Dirinya mengakui bahwa memang diakui dinamika pelaksanaan tes perangkat di Desa Kauman cukup tinggi.
"Sebelum pelaksanaan kita panggil untuk hati. Karena jumlah formasi yang dibuka banyak pendaftarnya juga banyak" imbuhnya.
Eko menyebut bahwa Kauman ini jadi laboratorium pelaksanaan tes perangkat di Ponorogo
"Kita jadikan dasar untuk revisi perbup yang ada. Ada beberapa hal yang kita koreksi bersama dengan pemdes." tandasnya
Disinggung adanya masalah yang bersumber dari panitia pelaksana maupun pengawas Eko menyebut bahwa ini sudah mereka jalankan dengan baik
"Memang ada beberapa kejadian kelalaian salah mengumumkan dan lainnya" ungkap Eko
Dirinya berharap kepada penggugat dan semua pihak yang berkepentingan untuk menunggu keputusan dari PTUN
"Kita tunggu saja gugatan ke PTUN. Setelah ada putusan kita dorong kepada para pihak untuk ikuti keputusan PTUN. Karena bukan ranah kita membatalkan." pungkasnya.
Polemik tes perangkat desa Kauman sudah terjadi sejak awal ketika adanya penundaan pelaksanaan tes. Hal ini berlanjut pada pelaksanaan tes dengan menggandeng pihak UIn sebagai pelaksana tes.
Masalah semakin mengakumulasi ketika pada rekapan nilai dan pemahaman dari berkas sebagai persyaratan ternyata tidak diterapkan sebagimana mestinya.
Atas masalah yang muncul pihak pengawas melakukan mengundang para pihak dengan memanggil pelapor terlapor panitia pelaksana. Dan pada akhirnya diputuskan untuk 5 formasi tetap disahkan untuk dilaksanakan pelantikan sedang 5 formasi sisanya dibatalkan untuk dilaksanakan tes ulang.

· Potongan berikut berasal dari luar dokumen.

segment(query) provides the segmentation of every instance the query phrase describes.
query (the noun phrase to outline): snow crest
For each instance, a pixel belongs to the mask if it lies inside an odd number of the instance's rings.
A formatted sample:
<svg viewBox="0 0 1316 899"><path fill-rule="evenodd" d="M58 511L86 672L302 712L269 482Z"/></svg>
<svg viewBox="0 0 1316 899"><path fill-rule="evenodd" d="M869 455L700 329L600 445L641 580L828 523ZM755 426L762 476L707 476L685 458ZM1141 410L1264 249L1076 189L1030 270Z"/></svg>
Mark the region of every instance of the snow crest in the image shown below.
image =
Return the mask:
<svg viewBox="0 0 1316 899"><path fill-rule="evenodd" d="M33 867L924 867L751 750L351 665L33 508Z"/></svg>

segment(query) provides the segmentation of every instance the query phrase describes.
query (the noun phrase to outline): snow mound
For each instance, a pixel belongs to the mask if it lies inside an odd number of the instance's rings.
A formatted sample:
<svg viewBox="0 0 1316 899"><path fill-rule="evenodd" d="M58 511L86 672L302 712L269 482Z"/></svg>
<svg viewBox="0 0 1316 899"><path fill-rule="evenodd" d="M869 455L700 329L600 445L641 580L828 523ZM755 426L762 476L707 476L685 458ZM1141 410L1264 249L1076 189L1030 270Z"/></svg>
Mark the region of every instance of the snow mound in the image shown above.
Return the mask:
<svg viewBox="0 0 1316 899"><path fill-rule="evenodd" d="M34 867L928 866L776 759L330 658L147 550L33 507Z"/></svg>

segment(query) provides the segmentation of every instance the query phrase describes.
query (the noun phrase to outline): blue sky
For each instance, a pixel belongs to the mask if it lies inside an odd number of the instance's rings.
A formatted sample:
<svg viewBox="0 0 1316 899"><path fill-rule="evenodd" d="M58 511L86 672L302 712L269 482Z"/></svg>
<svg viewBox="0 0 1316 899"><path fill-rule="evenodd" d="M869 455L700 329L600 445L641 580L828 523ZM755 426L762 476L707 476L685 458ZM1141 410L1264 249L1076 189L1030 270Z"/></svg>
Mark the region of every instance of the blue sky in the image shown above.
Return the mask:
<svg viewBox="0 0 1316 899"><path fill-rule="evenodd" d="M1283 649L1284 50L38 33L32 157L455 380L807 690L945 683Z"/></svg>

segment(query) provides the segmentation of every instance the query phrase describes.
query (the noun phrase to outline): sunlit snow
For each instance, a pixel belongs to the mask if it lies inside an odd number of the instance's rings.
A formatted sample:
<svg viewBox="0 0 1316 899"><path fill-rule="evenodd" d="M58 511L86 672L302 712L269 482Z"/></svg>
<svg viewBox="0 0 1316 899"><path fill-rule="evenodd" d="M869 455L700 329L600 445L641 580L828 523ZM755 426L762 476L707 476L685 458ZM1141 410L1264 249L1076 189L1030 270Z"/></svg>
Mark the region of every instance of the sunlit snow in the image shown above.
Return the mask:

Para peserta yang merasa dirugikan dan tidak dilibatkan dalam musyawarah , dan merasa bahwa dirinya dari sisi persyaratan maupun pelaksanaan tes layak untuk dilantik akhirnya menempuh jalur gugatan ke PTUN.
Dari 5 formasi yang dibatalkan 3 nama yang melakukan gugatan, mereka adalah. (1) Fadila Wardinelsa, Posisi yang dilamar : Stap urusan keuangan, (2) Anisa Sofi S. , Posisi yang dilamar : Kamituwa sejeruk, (3) Rongga Mega S.